The Peace of Augsburg, signed on 25 September 1555 at the Imperial Diet of Augsburg, was a settlement between Emperor Ferdinand I (acting for his brother Charles V) and the Imperial Estates of the Holy Roman Empire. It formally recognized Lutheranism alongside Roman Catholicism within the Empire, ending nearly three decades of intermittent religious warfare that followed Martin Luther's 1517 break with Rome and the 1530 Augsburg Confession.
Its central principle is captured by the later Latin phrase cuius regio, eius religio ("whose realm, his religion"): each secular prince could determine whether his territory would be Catholic or Lutheran, and subjects who disagreed were granted a limited right of emigration (ius emigrandi). Free Imperial Cities with mixed populations were generally required to tolerate both confessions.
The Peace contained important limits that later proved unstable:
- Only Lutheranism and Catholicism were recognized. Calvinists, Anabaptists, and other Reformed groups were excluded, a gap that contributed to later conflict.
- The Ecclesiastical Reservation (Reservatum Ecclesiasticum) required Catholic prince-bishops who converted to Lutheranism to forfeit their offices and lands, preserving the Catholic character of ecclesiastical territories.
- A separate Declaratio Ferdinandea gave some protections to Lutheran knights and towns in ecclesiastical principalities.
The settlement held for over sixty years but its omissions, disputes over secularized church lands, and the rise of Calvinism in territories like the Palatinate eroded it.
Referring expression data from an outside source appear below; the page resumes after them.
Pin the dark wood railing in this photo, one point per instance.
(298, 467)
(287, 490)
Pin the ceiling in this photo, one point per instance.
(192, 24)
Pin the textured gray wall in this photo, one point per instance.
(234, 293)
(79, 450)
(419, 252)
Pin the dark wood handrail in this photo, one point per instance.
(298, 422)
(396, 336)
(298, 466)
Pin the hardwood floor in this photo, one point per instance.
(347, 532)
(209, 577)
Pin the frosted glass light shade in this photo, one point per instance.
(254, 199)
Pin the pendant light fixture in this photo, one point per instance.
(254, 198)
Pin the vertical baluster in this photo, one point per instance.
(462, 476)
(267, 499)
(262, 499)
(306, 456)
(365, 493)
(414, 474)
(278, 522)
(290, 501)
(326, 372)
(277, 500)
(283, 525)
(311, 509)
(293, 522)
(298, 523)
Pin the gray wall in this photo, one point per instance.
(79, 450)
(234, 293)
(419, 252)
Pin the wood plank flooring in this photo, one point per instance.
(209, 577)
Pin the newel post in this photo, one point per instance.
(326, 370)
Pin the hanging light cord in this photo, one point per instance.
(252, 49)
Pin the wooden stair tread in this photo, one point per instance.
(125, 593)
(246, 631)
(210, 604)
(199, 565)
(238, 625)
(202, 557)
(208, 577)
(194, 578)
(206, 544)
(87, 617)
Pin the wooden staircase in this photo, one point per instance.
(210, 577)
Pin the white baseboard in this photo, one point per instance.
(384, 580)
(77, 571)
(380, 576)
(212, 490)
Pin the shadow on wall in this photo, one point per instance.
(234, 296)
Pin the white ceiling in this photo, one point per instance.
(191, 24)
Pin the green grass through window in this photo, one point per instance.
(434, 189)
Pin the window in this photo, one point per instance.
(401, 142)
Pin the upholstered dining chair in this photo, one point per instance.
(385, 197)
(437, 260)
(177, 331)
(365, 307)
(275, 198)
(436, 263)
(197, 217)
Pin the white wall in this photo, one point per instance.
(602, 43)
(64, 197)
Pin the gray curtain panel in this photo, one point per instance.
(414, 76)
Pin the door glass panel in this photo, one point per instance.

Tensions culminated in the Thirty Years' War (1618–1648), which the Peace of Westphalia ended by extending recognition to Calvinism and reaffirming territorial sovereignty in religious matters.
For IR scholarship, Augsburg is often cited as an early step toward the Westphalian model of sovereign, territorially defined states, though it operated strictly within the constitutional framework of the Holy Roman Empire rather than between fully sovereign powers.
Example
In 1577, the Lutheran Elector August of Saxony invoked the Peace of Augsburg to justify enforcing a single confession across his territory, requiring dissenting subjects to either conform or emigrate.
Frequently asked questions
No. It recognized only Roman Catholicism and Lutheranism. Calvinism was not legally tolerated in the Empire until the Peace of Westphalia in 1648.